Am Anfang Ihres Films erzählen Sie von einem enteigneten Reis-Bauern in Sierra Leone, der nun in einer Fabrik sein Geld verdienen muss, um Reis kaufen zu können. Ist das nicht auch ein klassischer Entfremdungsmechanismus, den der Westen im Zuge der Industrialisierung auch einmal durchmachen musste?

Langbein: Zu einem Teil stimmt das auch. Nur sind die Verhältnisse ungleich anders, als sie bei uns damals waren. Von den Bewohnern die 53 Dörfer dieser Region profitieren, wenn es hoch kommt, zehn Prozent davon, dass sie in dieser Plantage und Fabrik Jobs bekommen, die zudem fast immer nur befristet sind. Die anderen profitieren ganz wenig oder überhaupt nicht.

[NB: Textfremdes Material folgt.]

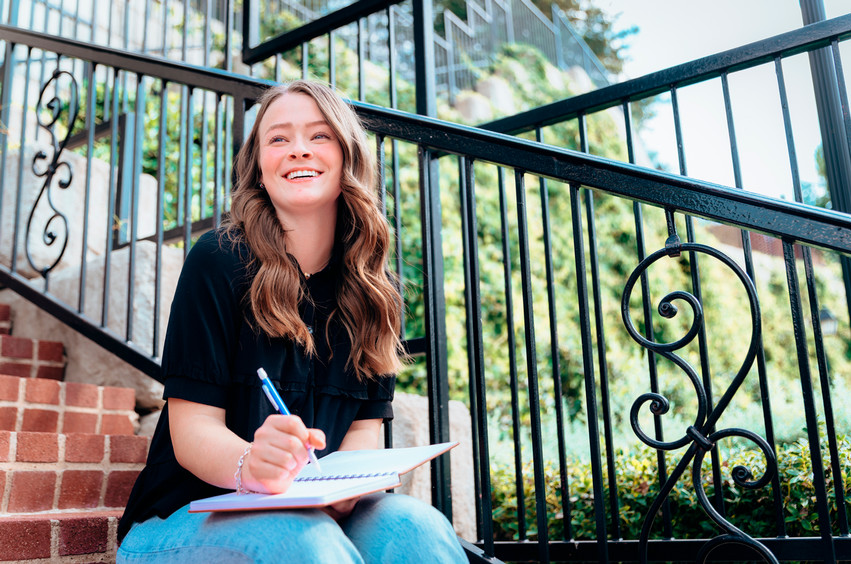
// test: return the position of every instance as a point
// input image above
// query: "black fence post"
(837, 156)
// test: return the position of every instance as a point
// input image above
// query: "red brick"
(37, 447)
(80, 489)
(40, 420)
(115, 424)
(24, 538)
(51, 350)
(16, 347)
(31, 491)
(42, 391)
(119, 398)
(8, 418)
(9, 387)
(81, 395)
(81, 447)
(50, 372)
(118, 486)
(128, 448)
(83, 535)
(19, 369)
(5, 445)
(74, 422)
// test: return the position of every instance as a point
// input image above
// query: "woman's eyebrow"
(289, 125)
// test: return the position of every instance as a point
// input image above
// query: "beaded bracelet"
(238, 474)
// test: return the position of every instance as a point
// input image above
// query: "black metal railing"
(519, 265)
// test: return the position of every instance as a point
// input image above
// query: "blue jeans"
(383, 528)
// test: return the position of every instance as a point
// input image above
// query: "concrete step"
(46, 405)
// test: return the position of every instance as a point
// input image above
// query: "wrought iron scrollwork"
(49, 114)
(698, 437)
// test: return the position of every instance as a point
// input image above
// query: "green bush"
(752, 510)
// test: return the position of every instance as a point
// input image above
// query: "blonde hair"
(368, 300)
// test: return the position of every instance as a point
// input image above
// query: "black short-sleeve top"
(211, 355)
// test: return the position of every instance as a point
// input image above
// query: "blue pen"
(279, 404)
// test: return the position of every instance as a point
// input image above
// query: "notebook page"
(376, 461)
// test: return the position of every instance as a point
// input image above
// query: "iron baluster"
(49, 236)
(698, 437)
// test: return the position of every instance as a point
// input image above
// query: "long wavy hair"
(368, 299)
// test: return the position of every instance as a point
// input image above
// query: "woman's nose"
(300, 149)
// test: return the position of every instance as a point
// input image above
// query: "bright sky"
(677, 31)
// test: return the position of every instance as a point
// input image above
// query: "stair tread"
(79, 533)
(34, 404)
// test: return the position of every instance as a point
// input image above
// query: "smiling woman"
(300, 163)
(296, 284)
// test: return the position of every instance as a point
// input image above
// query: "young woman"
(294, 283)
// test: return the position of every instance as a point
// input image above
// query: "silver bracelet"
(238, 474)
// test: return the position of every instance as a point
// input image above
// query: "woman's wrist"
(238, 476)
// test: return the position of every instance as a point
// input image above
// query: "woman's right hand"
(279, 453)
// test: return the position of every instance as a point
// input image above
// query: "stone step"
(82, 536)
(46, 405)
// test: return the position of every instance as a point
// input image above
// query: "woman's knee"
(393, 527)
(298, 536)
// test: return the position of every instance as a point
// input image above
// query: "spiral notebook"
(345, 474)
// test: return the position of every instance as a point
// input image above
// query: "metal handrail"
(791, 222)
(807, 38)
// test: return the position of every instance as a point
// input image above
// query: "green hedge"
(751, 510)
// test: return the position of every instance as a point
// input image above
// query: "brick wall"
(53, 472)
(45, 405)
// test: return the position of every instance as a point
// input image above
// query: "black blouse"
(211, 356)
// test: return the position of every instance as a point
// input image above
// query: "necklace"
(307, 275)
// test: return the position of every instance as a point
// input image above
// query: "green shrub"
(752, 510)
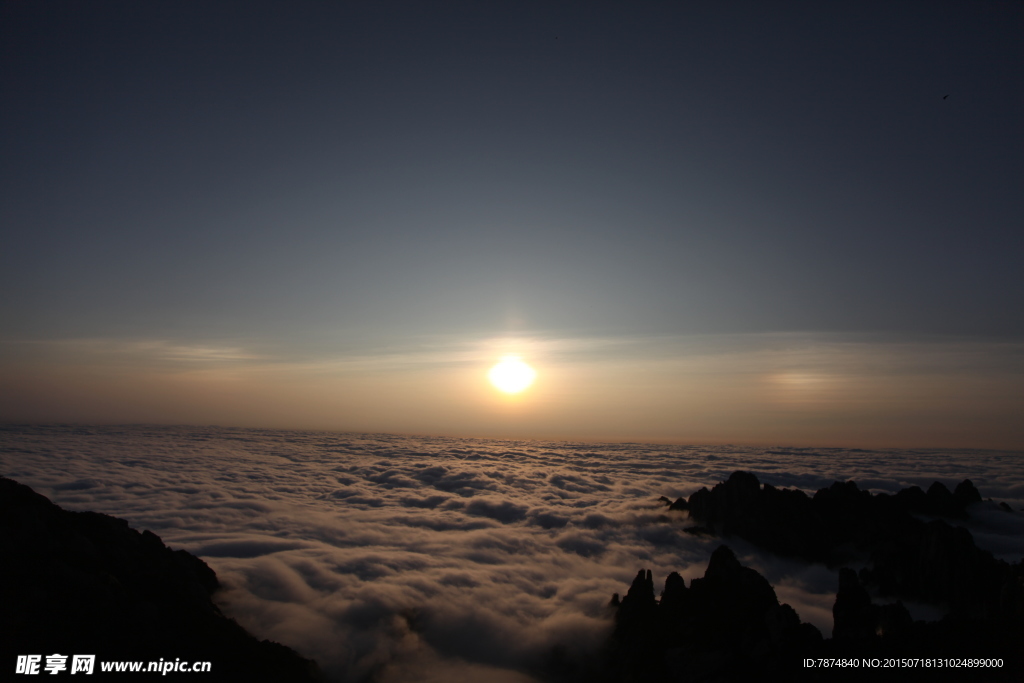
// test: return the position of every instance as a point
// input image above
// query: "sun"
(511, 375)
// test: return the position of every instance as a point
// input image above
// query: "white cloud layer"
(449, 559)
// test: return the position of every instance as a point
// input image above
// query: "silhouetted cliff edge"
(83, 583)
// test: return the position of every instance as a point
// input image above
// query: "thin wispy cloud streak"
(461, 559)
(840, 389)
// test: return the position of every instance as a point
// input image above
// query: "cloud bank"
(415, 558)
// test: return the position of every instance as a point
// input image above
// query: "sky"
(460, 560)
(707, 222)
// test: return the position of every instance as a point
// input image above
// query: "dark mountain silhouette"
(728, 624)
(83, 583)
(907, 556)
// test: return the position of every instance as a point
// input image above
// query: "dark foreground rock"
(83, 583)
(729, 626)
(932, 561)
(726, 626)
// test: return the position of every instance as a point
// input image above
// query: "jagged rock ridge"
(83, 583)
(933, 560)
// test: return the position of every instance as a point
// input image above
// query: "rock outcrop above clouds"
(930, 560)
(734, 627)
(83, 583)
(727, 624)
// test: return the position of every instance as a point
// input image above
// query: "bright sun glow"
(511, 375)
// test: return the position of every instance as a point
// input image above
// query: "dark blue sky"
(320, 176)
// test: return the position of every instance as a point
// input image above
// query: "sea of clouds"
(455, 559)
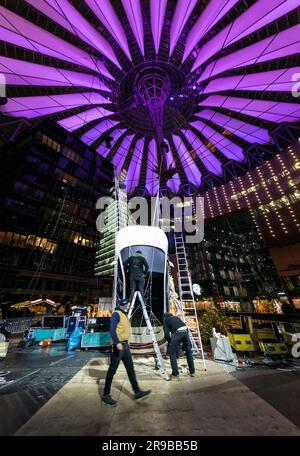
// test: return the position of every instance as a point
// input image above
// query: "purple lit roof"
(68, 17)
(268, 110)
(107, 16)
(16, 30)
(93, 133)
(74, 122)
(206, 156)
(121, 153)
(80, 63)
(115, 135)
(134, 15)
(182, 13)
(273, 81)
(248, 132)
(134, 169)
(157, 12)
(213, 13)
(227, 147)
(22, 73)
(259, 15)
(281, 45)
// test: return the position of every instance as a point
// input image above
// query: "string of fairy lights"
(268, 195)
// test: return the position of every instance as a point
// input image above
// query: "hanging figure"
(176, 333)
(120, 329)
(137, 266)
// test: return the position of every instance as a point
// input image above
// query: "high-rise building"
(232, 265)
(50, 183)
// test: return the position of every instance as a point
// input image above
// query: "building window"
(51, 143)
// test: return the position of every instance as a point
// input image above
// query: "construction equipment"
(186, 305)
(160, 362)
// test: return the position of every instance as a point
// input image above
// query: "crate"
(3, 349)
(39, 334)
(273, 347)
(93, 340)
(242, 342)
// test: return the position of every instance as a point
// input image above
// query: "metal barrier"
(18, 325)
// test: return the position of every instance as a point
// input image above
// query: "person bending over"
(176, 333)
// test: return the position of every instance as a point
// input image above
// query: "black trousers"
(116, 357)
(136, 284)
(181, 337)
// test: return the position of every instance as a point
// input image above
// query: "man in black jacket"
(137, 266)
(176, 333)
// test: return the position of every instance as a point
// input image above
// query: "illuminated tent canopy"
(230, 68)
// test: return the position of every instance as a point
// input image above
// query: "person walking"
(137, 266)
(176, 333)
(120, 329)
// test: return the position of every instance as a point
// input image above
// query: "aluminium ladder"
(186, 307)
(160, 362)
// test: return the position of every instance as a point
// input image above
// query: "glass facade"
(232, 264)
(50, 183)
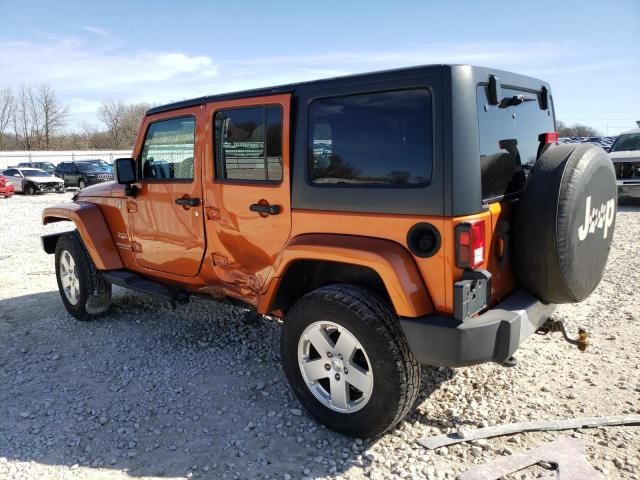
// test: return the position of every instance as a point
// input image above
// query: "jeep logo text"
(597, 218)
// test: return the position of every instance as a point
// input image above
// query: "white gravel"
(147, 392)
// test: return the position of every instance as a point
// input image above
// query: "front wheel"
(83, 291)
(347, 360)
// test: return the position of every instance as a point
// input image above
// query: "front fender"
(392, 262)
(92, 228)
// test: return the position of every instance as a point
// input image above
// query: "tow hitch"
(554, 325)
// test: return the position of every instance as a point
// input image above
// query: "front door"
(247, 190)
(167, 227)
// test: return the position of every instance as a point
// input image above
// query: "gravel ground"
(147, 392)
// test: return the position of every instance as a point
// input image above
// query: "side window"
(168, 150)
(381, 138)
(248, 144)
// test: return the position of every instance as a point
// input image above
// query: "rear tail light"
(545, 140)
(470, 245)
(548, 137)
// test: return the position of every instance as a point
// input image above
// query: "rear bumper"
(95, 181)
(629, 190)
(491, 337)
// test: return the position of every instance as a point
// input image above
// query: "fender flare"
(92, 228)
(391, 261)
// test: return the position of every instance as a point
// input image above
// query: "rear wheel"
(83, 290)
(347, 360)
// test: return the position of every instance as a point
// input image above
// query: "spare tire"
(564, 222)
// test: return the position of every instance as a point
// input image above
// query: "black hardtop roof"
(288, 88)
(291, 87)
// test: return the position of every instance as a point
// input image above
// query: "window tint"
(379, 138)
(168, 150)
(509, 141)
(248, 144)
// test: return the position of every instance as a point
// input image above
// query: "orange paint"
(222, 248)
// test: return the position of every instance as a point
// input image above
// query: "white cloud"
(86, 70)
(96, 30)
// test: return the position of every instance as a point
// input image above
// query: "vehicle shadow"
(157, 392)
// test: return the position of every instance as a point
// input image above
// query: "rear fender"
(392, 262)
(92, 228)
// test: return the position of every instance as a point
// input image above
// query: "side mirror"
(125, 170)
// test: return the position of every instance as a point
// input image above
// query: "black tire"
(94, 293)
(564, 223)
(396, 374)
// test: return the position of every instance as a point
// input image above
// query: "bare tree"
(134, 113)
(23, 119)
(7, 104)
(51, 113)
(111, 113)
(576, 130)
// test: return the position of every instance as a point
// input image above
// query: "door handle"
(265, 209)
(188, 201)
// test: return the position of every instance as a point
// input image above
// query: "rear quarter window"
(372, 139)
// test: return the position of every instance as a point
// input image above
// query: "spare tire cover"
(564, 223)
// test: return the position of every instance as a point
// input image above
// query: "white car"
(625, 155)
(33, 180)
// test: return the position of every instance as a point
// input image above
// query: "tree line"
(34, 118)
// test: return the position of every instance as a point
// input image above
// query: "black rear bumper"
(491, 337)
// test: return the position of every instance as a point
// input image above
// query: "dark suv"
(82, 173)
(46, 166)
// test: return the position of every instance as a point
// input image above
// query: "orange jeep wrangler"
(392, 219)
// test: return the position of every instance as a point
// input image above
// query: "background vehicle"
(6, 188)
(46, 166)
(33, 180)
(82, 174)
(392, 219)
(99, 163)
(625, 154)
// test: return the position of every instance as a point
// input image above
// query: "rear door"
(247, 189)
(509, 143)
(166, 215)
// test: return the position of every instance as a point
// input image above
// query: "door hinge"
(218, 259)
(213, 213)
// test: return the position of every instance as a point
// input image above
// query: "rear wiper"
(515, 100)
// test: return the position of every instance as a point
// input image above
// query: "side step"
(133, 281)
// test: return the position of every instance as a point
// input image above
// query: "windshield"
(35, 173)
(626, 143)
(87, 167)
(98, 163)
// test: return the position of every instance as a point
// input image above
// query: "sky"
(160, 51)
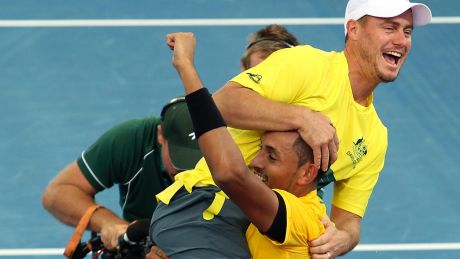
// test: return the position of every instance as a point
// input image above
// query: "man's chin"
(388, 77)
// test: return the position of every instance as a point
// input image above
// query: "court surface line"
(190, 22)
(359, 248)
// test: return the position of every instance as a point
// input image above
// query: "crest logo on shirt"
(255, 77)
(358, 152)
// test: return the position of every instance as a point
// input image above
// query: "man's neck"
(362, 82)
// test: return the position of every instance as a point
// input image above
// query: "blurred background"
(62, 86)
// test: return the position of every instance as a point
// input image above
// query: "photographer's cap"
(184, 151)
(385, 9)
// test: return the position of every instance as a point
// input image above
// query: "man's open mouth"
(261, 176)
(392, 57)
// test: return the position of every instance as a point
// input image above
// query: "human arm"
(246, 109)
(70, 194)
(226, 163)
(340, 237)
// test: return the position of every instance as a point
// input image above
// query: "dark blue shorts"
(181, 232)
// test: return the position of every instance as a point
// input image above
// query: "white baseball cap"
(386, 8)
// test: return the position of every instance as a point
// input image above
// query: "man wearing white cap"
(336, 92)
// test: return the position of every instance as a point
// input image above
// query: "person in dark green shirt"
(141, 156)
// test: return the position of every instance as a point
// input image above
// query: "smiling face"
(277, 163)
(384, 44)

Im Gegenteil, wer vorher als Bauer Selbstversorger sein konnte, wird durch die veränderten Strukturen nun dazu gedrängt, eine ganz andere Landwirtschaft zu betreiben als zuvor. Sie bewirtschaften nun das Land der Konzerne, von denen sie auch noch ihre Traktoren mieten müssen und verdienen damit kaum Geld. Dadurch entstehen Perspektivlosigkeit und soziale Klüfte und das schafft Flüchtlingswellen. Die werden uns alle besuchen kommen.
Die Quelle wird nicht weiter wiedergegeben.